Jan. 24, 2024
Stephen A. Broome
See more on Stephen A. BroomeQuinn Emanuel Urquhart & Sullivan, LLP
Stephen A. Broome specializes in defending companies sued over online data privacy concerns. He’s been very busy.
These days, he said, “basically everybody is being sued.” That’s because the plaintiffs’ bar has developed a theory that whenever a website sends any sort of identifying data to another site or utilizes third-party services, it amounts to illegal wiretapping.
“But that’s just not how the internet works,” he said.
He won a very important victory for Google two years ago to end a class action claiming the company breached a promise to all Chrome users not to collect browsing data unless the users had enabled Chrome’s sync feature. The theoretical damages were “in the very high billions,” he said.
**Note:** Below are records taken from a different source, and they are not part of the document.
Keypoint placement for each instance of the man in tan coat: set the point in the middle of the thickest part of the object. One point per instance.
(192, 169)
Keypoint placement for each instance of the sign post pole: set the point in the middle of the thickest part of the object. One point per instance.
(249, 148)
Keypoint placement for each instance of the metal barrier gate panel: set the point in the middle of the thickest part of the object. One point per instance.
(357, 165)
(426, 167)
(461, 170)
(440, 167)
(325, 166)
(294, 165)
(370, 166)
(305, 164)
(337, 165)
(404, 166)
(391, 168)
After a daylong evidentiary hearing, a federal judge ruled that Google had adequately disclosed, and users had consented to the data collection. The ruling is important to other website owners because “consent is the first-line defense” in privacy claims, Broome said. The case is now on appeal. Calhoun v. Google LLC, 22-16993 (9th Cir., filed Dec. 27, 2022).
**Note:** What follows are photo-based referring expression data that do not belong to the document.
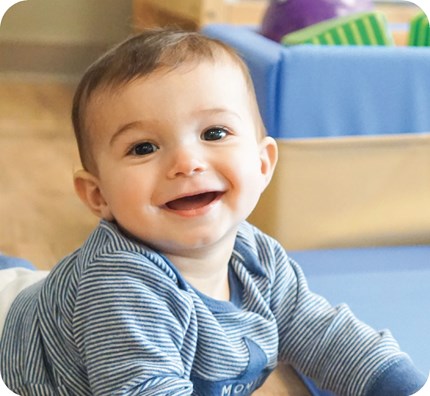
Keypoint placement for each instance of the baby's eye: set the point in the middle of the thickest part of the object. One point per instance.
(216, 133)
(144, 148)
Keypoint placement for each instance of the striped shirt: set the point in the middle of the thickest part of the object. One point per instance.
(117, 318)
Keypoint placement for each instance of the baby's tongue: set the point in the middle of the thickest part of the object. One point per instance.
(192, 202)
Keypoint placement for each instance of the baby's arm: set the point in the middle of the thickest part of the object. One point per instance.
(131, 335)
(331, 346)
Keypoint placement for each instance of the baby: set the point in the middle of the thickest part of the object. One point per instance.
(174, 293)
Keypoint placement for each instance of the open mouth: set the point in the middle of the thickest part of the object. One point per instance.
(194, 202)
He won another important ruling for Google that denied class certification in a case complaining about how much information websites collect when using the browser’s “private browsing” mode. The judge ruled a class was not proper because some users were aware of how the private modes work. The parties recently told the court they had reached a preliminary settlement. Brown v. Google LLC, 5:20-cv-03664 (N.D. Cal., filed June 2, 2020).
Although the two cases for Google were unrelated, U.S. District Judge Yvonne Gonzales Rogers issued her rulings on the same day. “It was a very good day for us,” Broome said.
Broome also is representing defendants sued under the Illinois Biometric Privacy Act. It imposes statutory damages every time a website collects facial scans, retinal scans or similar data. Class actions alleging violations “are being filed by the dozen almost every day,” he said.
He represented IBM in a case over its use of a large set of photos for a project to make facial recognition technology less biased. After three years of heavy litigation, he settled the case in May with the two named plaintiffs individually. Vance v. IBM, 1:20-cv-00577 (N.D. Ill., filed Jan. 23, 2020).